Discrete Mathematics and Its Applications

Discrete Mathematics and Its Applications

Amazon: US | UK

Discrete maths is a must for computer science, since computers are after all discrete state machines operating on data represented as bits. The book is accordingly very much oriented towards computer science undergraduates, and overlaps a fair amount with CLRS.

Books for the New Year

It’s a new year, and I’ve mulled over my reading backlog a bit and what I’d like to prioritise for 2026. In no particular order, these are the books I want to tackle this year, and why:

Computer Systems: A Programmer’s Perspective

Computer Systems: A Programmer's Perspective

Amazon: US | UK

I flicked through the contents of this one, and it seems to hit the spot for covering every level of abstraction in “what goes into a computer, and computer networks” that I’m missing currently. I’d like to read a college text on operating systems at some point too, but this seems like a great “breadth-first search” on computing topics in general, from a programmer’s perspective. We’ll see!

Designing Data-Intensive Applications

Designing Data-Intensive Applications

Amazon: US | UK

Honestly I just see people raving about this book so much online (and in the workplace) that I need to read it and find out once and for all what the fuss is all about. Presumably it’s going to be rather good.

UNIX and Linux System Administration Handbook

UNIX and Linux System Administration Handbook

Amazon: US | UK

I grabbed this one on sale recently. I use Void Linux as my daily driver, and run a little Raspberry Pi home server.

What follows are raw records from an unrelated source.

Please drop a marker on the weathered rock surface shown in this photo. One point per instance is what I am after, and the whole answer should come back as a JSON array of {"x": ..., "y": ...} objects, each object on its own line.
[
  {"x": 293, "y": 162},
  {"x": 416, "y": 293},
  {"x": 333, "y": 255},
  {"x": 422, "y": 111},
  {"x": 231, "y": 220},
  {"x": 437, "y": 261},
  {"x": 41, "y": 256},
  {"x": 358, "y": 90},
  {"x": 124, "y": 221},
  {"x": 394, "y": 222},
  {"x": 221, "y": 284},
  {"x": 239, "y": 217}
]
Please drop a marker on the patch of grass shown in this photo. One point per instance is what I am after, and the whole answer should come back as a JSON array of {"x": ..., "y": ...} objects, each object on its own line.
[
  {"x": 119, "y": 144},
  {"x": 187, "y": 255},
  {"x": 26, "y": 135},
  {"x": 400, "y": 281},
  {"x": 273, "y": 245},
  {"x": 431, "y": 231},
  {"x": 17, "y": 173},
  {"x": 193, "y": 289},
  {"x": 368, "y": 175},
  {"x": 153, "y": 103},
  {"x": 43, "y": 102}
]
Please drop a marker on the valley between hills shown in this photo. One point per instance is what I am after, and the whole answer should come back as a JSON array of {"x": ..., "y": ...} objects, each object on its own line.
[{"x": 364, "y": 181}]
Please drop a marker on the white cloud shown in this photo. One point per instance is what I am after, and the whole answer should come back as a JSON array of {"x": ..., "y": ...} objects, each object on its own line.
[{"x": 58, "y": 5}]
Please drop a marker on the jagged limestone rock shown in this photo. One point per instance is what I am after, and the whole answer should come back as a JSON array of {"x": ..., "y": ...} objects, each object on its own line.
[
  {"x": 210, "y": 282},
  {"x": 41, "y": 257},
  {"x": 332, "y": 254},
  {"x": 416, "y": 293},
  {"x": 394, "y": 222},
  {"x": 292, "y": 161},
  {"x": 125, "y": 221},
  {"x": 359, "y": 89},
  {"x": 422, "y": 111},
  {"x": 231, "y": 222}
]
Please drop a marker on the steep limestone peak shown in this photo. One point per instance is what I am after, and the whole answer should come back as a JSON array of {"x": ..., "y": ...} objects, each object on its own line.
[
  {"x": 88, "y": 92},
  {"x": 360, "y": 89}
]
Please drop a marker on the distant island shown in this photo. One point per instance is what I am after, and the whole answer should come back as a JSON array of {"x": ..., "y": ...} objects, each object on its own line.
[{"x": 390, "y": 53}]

I’ve been wanting to dive more into the exact set of topics this book covers for some time, as I’d kind of like to build out my homelab a bit more going forward. Maybe (eventually) figure out how to self-host websites safely.

Deep Learning

Deep Learning

Amazon: US | UK

There’s no getting away from the advances in AI. I’d like to study it properly, eventually, and this will probably be the first book I tackle on the subject.

The Audio Programming Book

The Audio Programming Book

Amazon: US | UK

Music was the thing that got me into coding originally, and I’ve always wanted to get into audio programming at some point. This book was a nightmare to find physical copies of and has been on my wishlist for a few years, so when one turned up online recently I immediately jumped on it.

I’m really looking forward to working through this book, and will probably get into DSP programming at some point in the future too.